A história da adolescência no Brasil mostra que nem sempre existiu a concepção do que é ser adolescente, sobretudo dos não brancos, que por um longo período não eram reconhecidos como sujeitos de direitos. No decorrer dos séculos, medidas voltadas a esse público foram marcadas pelo controle social, institucionalização e violência, sem proteção contra maus-tratos, exploração, abandono, fome ou falta de acesso à escola.
O Código de Menores de 1927 reforçou essa lógica, tratando adolescentes pobres como “em situação irregular”, enquanto o Estado ignorava as causas estruturais das desigualdades. Apenas com a Constituição de 1988 e, em seguida, o Estatuto da Criança e do Adolescente (1990), abriu-se caminho para reconhecer crianças e adolescentes como sujeitos de direitos. No entanto, 35 anos depois, o acesso a esses direitos ainda é frágil e desigual.
Dados recentes escancaram essa realidade. Segundo o Anuário Brasileiro de Segurança Pública (2025), a pornografia infanto-juvenil, a exploração sexual e a violência doméstica atingem sobretudo adolescentes de 14 a 17 anos. Em 2024, 2.103 adolescentes foram mortos por violência intencional, 89,9% meninos e 85,1% negros.
Enquanto o número de mortes violentas caiu na população geral, aumentou entre a população de 12 a 17 anos. E 77,6% dos estupros tinham como vítimas menores de 18 anos, em sua maioria meninas negras.
A saúde mental também é preocupante: um em cada seis adolescentes brasileiros vive com algum transtorno, sendo o grupo etário que mais pratica autolesão e registra crescimento nos índices de suicídio (Unicef). Na educação, 9 milhões de jovens de 14 a 29 anos não concluíram o ensino médio em 2023, principalmente por necessidade de trabalhar. Entre meninas, a gravidez aparece como segunda causa. Além disso, 1,2 milhão de adolescentes entre 14 e 17 anos estavam em situação de trabalho infantil no mesmo ano.
O Parlamento e suas contradições
Ao mesmo tempo que o Parlamento aprovou o PL 2.628/22 para ampliar a proteção digital de crianças e adolescentes, também aprovou, na Comissão de Direitos Humanos do Senado, o PL 1.473/25, que aumenta de três para até 10 anos o tempo de internação socioeducativa.

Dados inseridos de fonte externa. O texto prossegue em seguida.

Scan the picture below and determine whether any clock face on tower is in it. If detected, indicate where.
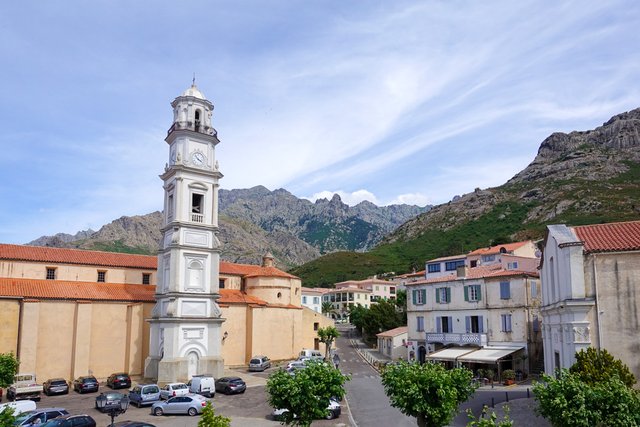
[191,151,207,167]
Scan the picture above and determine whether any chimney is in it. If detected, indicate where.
[456,265,469,277]
[262,252,273,267]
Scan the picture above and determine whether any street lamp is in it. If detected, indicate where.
[96,393,129,427]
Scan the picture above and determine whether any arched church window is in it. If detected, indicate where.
[195,110,200,132]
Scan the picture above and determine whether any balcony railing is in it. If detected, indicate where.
[427,332,487,346]
[167,122,218,136]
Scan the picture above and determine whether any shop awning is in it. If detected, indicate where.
[458,347,524,363]
[427,347,477,362]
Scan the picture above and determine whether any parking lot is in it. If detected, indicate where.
[3,368,350,427]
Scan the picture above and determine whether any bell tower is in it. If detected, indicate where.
[145,81,224,384]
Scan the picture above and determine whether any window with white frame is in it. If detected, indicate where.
[500,281,511,299]
[500,314,511,332]
[436,287,451,304]
[412,289,427,305]
[464,285,482,302]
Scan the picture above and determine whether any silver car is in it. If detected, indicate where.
[249,356,271,371]
[151,394,207,416]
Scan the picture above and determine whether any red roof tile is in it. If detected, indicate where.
[0,278,156,302]
[469,240,530,255]
[376,326,407,337]
[573,221,640,253]
[406,264,539,286]
[0,244,297,279]
[0,244,157,270]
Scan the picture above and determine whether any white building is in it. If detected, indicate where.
[301,288,325,313]
[145,84,224,383]
[541,221,640,378]
[376,326,407,360]
[407,264,542,378]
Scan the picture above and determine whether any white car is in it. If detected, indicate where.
[160,383,189,400]
[271,399,342,421]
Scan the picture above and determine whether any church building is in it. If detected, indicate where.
[0,84,333,384]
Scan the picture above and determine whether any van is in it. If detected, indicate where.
[0,400,36,415]
[187,375,216,397]
[298,348,324,360]
[129,384,160,408]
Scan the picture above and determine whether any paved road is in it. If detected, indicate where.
[336,338,416,427]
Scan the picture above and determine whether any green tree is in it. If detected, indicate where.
[533,369,640,427]
[267,361,349,426]
[198,402,231,427]
[318,326,340,359]
[382,362,475,427]
[0,406,16,427]
[569,347,636,387]
[0,353,20,388]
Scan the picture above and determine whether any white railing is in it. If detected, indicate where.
[427,333,487,346]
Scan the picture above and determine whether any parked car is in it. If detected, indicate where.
[96,391,124,412]
[42,378,69,396]
[187,375,216,397]
[107,372,131,390]
[151,394,207,416]
[249,356,271,372]
[13,408,69,427]
[160,383,189,400]
[216,377,247,394]
[0,400,36,415]
[7,374,42,401]
[298,348,324,360]
[73,375,100,394]
[271,399,342,421]
[113,421,156,427]
[38,414,96,427]
[129,384,160,408]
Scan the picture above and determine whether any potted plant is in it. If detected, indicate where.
[502,369,516,385]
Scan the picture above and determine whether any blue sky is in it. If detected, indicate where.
[0,0,640,243]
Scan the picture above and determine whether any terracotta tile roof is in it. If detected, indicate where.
[406,264,539,286]
[0,244,157,270]
[218,289,268,306]
[220,261,298,279]
[376,326,407,338]
[573,221,640,253]
[469,240,531,255]
[0,277,156,302]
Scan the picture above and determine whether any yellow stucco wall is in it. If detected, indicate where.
[0,299,20,354]
[0,261,157,285]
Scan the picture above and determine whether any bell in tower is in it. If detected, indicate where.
[145,82,224,385]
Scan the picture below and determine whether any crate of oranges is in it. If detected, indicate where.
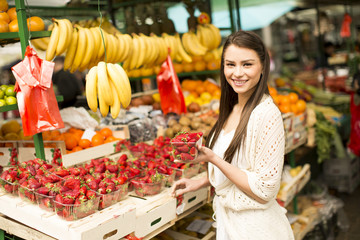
[43,127,124,166]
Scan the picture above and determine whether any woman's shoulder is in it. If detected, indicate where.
[252,94,281,116]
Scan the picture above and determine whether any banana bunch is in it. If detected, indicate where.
[30,37,50,51]
[45,18,73,61]
[181,31,208,56]
[64,25,132,72]
[196,23,221,50]
[85,61,131,119]
[123,33,168,71]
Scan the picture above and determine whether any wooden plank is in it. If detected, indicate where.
[0,214,56,240]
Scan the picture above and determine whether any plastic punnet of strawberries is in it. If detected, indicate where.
[170,132,203,162]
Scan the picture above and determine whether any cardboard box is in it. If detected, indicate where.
[133,189,176,237]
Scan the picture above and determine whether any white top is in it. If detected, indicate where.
[209,96,294,240]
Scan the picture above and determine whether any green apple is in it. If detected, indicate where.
[5,96,17,105]
[0,84,8,92]
[5,86,16,97]
[0,99,6,107]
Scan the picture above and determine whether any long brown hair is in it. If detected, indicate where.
[206,31,270,163]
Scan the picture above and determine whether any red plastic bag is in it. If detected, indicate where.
[156,56,186,115]
[348,93,360,156]
[11,46,64,136]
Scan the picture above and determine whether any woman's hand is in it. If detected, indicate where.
[171,177,209,197]
[193,146,219,163]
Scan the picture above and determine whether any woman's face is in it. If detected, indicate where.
[224,45,262,96]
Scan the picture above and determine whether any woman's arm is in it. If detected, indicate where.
[171,176,210,197]
[197,146,267,204]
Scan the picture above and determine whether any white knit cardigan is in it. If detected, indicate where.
[209,95,293,240]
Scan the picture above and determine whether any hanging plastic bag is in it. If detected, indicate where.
[156,55,186,115]
[11,46,64,136]
[348,93,360,156]
[340,13,352,38]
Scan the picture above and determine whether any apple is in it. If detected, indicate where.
[5,96,17,105]
[5,86,16,97]
[0,99,6,107]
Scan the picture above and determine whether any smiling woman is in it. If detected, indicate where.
[173,31,294,240]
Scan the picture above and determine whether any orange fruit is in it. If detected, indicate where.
[79,139,91,149]
[296,99,306,113]
[26,16,45,32]
[183,63,194,72]
[288,92,299,104]
[0,12,10,24]
[99,127,112,138]
[279,95,290,105]
[196,85,206,95]
[0,20,9,32]
[104,136,118,143]
[290,103,299,115]
[64,133,78,150]
[279,104,291,113]
[0,0,9,12]
[72,146,83,152]
[91,133,105,147]
[7,7,17,21]
[9,19,19,32]
[269,87,277,97]
[272,95,279,105]
[194,61,206,72]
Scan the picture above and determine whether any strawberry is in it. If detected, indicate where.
[190,147,196,156]
[36,187,50,195]
[180,153,194,161]
[176,145,189,153]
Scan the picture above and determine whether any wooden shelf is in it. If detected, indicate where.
[0,95,64,112]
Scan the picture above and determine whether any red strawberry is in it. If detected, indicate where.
[180,153,194,161]
[36,187,50,195]
[190,147,196,156]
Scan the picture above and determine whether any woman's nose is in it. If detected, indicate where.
[234,66,244,77]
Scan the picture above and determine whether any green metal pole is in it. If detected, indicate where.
[15,0,45,160]
[289,150,298,214]
[0,229,5,240]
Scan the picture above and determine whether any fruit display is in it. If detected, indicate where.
[0,0,45,33]
[0,84,17,107]
[165,110,217,140]
[170,132,203,162]
[85,62,131,119]
[269,87,306,115]
[181,79,221,107]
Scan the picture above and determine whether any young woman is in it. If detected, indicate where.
[172,31,294,240]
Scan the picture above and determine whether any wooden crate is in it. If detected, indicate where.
[277,163,311,207]
[176,187,209,215]
[0,194,136,240]
[133,189,176,237]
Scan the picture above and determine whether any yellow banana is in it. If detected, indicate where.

Esta proposta repete a lógica menorista: responsabilizar meninos pobres e negros pela criminalidade, enquanto lhes nega esporte, lazer, cultura, educação de qualidade e acesso à saúde.
O orçamento federal é sintomático: em 2023, a política de atenção à saúde de adolescentes e jovens teve execução zero; em 2024, apenas R$ 1,7 milhão em restos a pagar. As ações contra violência e trabalho infantil também não tiveram execução nos dois anos. E não há recursos direcionados especificamente para esse grupo nas pastas de cultura, esporte e lazer.
A armadilha da punição
Defender internação mais longa ignora que ela deve ser medida excepcional e breve, voltada à responsabilização conjunta de adolescente, família e Estado. Ampliar o tempo de reclusão, num sistema marcado pela presença de facções prisionais que cooptam adolescentes, apenas reforça vulnerabilidades e os aproxima ainda mais do crime organizado.

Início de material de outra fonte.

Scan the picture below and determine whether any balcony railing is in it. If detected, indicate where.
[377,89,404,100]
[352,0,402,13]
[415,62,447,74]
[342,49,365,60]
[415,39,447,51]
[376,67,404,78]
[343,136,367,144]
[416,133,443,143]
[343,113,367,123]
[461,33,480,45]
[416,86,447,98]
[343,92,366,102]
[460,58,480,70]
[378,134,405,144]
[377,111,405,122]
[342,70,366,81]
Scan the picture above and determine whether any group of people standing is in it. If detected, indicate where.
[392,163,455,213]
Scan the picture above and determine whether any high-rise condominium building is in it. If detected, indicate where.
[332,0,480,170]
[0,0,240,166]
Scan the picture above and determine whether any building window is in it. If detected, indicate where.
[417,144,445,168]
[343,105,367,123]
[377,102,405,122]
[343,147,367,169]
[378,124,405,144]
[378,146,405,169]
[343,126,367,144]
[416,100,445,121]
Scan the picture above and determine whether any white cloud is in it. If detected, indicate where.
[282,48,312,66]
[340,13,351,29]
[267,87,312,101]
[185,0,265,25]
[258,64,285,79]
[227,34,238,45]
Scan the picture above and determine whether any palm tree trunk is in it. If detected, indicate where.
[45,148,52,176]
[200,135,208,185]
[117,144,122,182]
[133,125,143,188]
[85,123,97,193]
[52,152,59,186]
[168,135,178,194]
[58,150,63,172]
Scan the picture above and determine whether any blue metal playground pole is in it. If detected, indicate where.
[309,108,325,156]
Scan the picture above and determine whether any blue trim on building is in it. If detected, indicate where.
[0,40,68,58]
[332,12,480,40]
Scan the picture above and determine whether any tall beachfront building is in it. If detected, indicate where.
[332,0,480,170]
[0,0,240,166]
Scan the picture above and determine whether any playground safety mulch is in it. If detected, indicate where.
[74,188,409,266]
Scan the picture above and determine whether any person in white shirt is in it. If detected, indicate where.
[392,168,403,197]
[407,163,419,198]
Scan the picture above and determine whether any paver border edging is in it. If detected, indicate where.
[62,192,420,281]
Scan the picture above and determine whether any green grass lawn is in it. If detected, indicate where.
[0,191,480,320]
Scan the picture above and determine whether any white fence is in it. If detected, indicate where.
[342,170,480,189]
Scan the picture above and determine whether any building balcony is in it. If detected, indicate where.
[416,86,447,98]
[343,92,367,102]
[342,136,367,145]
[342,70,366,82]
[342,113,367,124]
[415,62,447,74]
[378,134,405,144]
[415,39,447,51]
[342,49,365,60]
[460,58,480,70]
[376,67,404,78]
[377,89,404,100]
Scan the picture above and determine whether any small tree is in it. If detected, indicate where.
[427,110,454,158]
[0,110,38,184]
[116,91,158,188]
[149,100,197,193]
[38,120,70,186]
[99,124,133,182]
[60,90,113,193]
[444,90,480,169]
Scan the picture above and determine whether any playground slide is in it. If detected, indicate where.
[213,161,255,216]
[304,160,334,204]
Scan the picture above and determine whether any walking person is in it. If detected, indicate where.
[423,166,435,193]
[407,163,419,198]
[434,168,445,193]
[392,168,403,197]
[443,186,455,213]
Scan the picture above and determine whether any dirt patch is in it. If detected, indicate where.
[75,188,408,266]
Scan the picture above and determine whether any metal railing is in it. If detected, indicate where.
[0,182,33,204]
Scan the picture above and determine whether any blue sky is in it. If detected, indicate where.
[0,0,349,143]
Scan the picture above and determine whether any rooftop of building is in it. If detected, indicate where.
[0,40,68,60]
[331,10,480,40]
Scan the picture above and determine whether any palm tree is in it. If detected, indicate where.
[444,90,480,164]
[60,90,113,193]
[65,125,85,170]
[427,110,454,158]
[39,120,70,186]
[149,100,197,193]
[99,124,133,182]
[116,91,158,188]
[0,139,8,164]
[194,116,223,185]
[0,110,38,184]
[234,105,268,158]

A “adultização” de meninos e meninas não começou com a internet: ela atravessa séculos de desigualdades e violências. A insistência em respostas punitivas e populistas perpetua essa história, enquanto se negligência políticas públicas de proteção.
Se o Estado, a família e a sociedade não garantem direitos, restam menos escolhas e mais riscos. E quando a resposta à exclusão é trancar adolescentes por mais tempo, o que se pratica é uma nova forma de violência, mascarada de justiça.
*Thallita de Oliveira é assessora Política do Inesc, mestre em Políticas Públicas para a Infância e Juventude pela Universidade de Brasília (UnB).
**Este é um artigo de opinião. A visão da autora não necessariamente expressa a linha editorial do jornal Brasil de Fato – DF.